Cristina Erice y Pablo Carlés fueron dos amigos de mis padres que cada vez que venían a villa Kurlinka, siendo yo un renacuajo, traían unas garrafas de vinagre envejecido que te sacaban los ojos de las orbitas.
Estaba tan rico, que escondido en la despensa, le pegaba unos chupes a morro y unos lingotazos que se te rizaban las pestañas de los ojos. No sé cómo será subirse al “dragonkan”, pero después del trago sentías un subidón y un viaje al mismo centro de la tierra la mar de anestesiante.
Mi padre se extrañaba del bajón de sus existencias y empezó a marcar con una muesca a boli las botellas, sospechando que su tierno infante se las metía en vena como un yonqui del Pozo del Tío Raimundo.

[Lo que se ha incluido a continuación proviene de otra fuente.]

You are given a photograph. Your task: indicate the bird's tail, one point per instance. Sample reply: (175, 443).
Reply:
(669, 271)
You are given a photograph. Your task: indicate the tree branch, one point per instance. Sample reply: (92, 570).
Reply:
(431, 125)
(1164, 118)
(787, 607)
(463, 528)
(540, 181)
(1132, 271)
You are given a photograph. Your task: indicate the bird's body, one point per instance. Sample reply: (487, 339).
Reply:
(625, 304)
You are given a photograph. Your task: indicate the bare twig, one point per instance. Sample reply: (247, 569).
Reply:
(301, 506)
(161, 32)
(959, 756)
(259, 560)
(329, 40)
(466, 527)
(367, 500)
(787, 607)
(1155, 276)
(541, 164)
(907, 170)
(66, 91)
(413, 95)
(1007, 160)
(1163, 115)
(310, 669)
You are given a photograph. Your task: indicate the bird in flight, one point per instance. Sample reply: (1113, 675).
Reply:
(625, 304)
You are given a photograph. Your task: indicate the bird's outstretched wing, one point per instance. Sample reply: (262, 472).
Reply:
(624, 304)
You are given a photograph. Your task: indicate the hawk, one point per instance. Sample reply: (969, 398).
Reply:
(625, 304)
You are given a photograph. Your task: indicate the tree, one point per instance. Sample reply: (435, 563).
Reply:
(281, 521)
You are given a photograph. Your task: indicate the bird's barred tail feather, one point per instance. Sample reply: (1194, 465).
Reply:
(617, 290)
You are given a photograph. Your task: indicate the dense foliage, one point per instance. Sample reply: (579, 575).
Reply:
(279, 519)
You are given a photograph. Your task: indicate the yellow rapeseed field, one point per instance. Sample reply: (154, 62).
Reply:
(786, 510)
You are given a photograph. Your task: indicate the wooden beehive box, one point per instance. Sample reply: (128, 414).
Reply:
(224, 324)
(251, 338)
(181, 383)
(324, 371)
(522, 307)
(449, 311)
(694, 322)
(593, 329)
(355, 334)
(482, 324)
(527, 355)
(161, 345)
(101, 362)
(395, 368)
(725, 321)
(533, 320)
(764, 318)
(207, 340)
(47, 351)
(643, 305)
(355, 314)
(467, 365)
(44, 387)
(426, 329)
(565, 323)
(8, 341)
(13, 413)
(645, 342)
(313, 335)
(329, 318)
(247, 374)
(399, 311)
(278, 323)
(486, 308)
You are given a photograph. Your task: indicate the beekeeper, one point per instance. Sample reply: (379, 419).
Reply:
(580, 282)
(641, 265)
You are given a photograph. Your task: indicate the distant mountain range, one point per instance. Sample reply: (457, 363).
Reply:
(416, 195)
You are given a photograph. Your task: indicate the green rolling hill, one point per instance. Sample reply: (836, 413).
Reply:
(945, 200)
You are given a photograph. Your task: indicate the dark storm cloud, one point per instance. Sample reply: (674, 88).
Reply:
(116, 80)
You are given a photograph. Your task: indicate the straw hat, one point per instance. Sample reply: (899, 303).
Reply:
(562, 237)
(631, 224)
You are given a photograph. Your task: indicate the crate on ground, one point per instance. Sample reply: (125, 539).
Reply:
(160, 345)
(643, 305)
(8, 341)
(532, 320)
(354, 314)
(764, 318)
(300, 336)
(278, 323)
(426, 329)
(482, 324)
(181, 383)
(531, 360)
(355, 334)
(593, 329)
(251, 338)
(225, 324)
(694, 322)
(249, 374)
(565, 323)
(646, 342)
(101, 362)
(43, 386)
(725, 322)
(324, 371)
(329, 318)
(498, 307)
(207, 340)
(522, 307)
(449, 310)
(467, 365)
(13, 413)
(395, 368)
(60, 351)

Todavía hoy, cuando visito una casa particular o un restorán de postín y me ofrecen una botella de categoría, echo el gollete al gaznate pegándole un buen sorbo y les aseguro que este Páez Morilla, elaborado mediante sistema de solera como todas las criaturas de Jerez, está para hacerle un hijo.
Fino y suave, atesora ese perfume que ya en la década de los años setenta volvió tarumbas a los históricos chefs franceses que lo emplearon a degüello en el aliño de los platos que liaron la de San Quintín con la “nouvelle cuisine”, ¡viva el Niño de Elche!